Elle consiste en partie dans une série de documents commençant par le Pacte international relatif aux droits civils et politiques, adopté par l’ONU en 1966 et auquel le Canada et le Québec adhéreront en 1976, ainsi qu’au Protocole l’accompagnant et visant notamment à permettre aux autorités de l’ONU de recevoir et d’examiner des plaintes (appelées : « communications »dans le langage protocolaire) de « particuliers qui prétendent être victimes d’une violation d’un des droits énoncés dans le Pacte » (préambule du protocole).

C’est en 1989 que furent soumis au Comité de droits de l’homme de l’ONU, les communications (plaintes) de Messieurs Ballantyne et McIntyre et Madame Davidson avec les résultats que j’ai donnés plus haut, soit une décision favorable en mars 1993.

L’accusée produira alors dans notre dossier une série de documents sur l’implantation et la mise en œuvre de ce Pacte et ses annexes, particulièrement suite à ces dossiers Ballantyne et als.

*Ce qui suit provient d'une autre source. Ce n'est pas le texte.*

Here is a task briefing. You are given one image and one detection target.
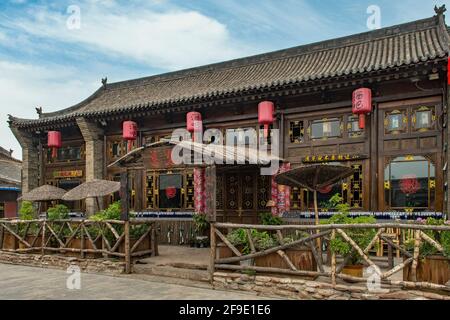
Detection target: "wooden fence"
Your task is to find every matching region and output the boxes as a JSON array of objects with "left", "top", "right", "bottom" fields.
[
  {"left": 0, "top": 219, "right": 158, "bottom": 273},
  {"left": 209, "top": 223, "right": 450, "bottom": 292}
]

À mon souvenir, il s’agit sensiblement des mêmes documents qui avaient été produits devant moi en juin 1994 durant l’audition du dossier Dupont précité. On me demandait alors d’appliquer dans le droit domestique les engagements internationaux du Québec et du Canada. Je ne reprendrai pas ici l’analyse au complet que j’ai faite dans cette décision rapportée, à laquelle, encore une fois, je réfère purement et simplement, si besoin était.

Succinctement, j’avais décidé qu’un tribunal national ne pouvait utiliser un engagement international pour annuler une législation interne du pays ou d’une de ses provinces, à moins qu’il n’y ait une législation domestique qui met en force cet engagement international.

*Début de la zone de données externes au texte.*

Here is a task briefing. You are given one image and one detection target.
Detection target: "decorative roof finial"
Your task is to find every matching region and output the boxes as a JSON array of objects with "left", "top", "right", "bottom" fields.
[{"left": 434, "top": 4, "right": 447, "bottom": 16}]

En ce sens, le Canada, comme État souverain et représentant officiel de ses provinces à l’ONU, pratique, par ses ratifications, un monisme où prime le droit interne.

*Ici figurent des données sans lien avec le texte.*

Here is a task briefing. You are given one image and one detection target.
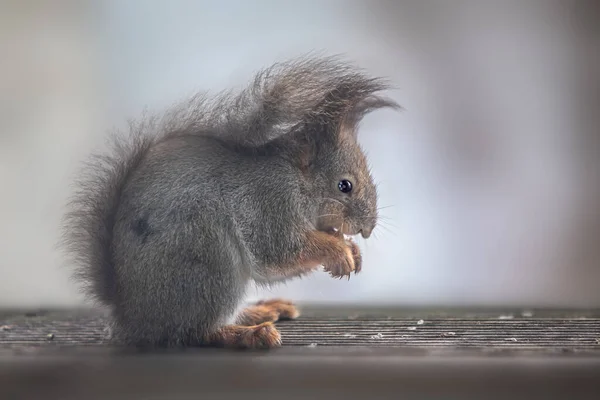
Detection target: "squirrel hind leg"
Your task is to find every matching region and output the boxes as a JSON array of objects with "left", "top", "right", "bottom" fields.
[
  {"left": 236, "top": 299, "right": 300, "bottom": 326},
  {"left": 204, "top": 322, "right": 281, "bottom": 349}
]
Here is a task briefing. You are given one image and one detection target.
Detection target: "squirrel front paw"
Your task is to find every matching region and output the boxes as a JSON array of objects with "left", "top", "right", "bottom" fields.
[
  {"left": 346, "top": 239, "right": 362, "bottom": 274},
  {"left": 323, "top": 245, "right": 360, "bottom": 279}
]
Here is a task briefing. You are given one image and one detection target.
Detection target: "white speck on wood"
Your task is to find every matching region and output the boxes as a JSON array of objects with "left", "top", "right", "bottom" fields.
[{"left": 498, "top": 314, "right": 515, "bottom": 319}]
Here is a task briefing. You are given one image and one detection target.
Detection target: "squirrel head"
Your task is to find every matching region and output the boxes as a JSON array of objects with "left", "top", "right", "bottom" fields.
[
  {"left": 274, "top": 91, "right": 397, "bottom": 239},
  {"left": 311, "top": 130, "right": 377, "bottom": 239},
  {"left": 238, "top": 57, "right": 400, "bottom": 238}
]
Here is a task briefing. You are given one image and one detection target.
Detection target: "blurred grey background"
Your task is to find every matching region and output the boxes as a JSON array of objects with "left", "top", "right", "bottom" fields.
[{"left": 0, "top": 0, "right": 600, "bottom": 307}]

J’avais conclu, en citant une série d’auteurs, ceci :

« On peut donc voir par ces extraits que la souveraineté législative des pays demeure la règle. La sanction principale du non-respect d’une convention internationale qui n’a pas été reprise dans le droit domestique demeure l’opprobre international et national. C’est un problème qui ne relève pas des tribunaux. »

Cette cause avait été citée devant la juge de première instance au cours de l’audition et Me Tyler en avait accepté le bien-fondé. Mais a-t-il dit à l’époque à la juge de première instance et en le répétant au niveau de l’appel, il produit à peu près les mêmes documents mais cette fois-ci à titre d’autorité que la Cour suprême n’avait pas en 1988. Il veut s’inspirer notamment de l’arrêt Baker du 9 juillet 1999 pour donner effet à cette documentation.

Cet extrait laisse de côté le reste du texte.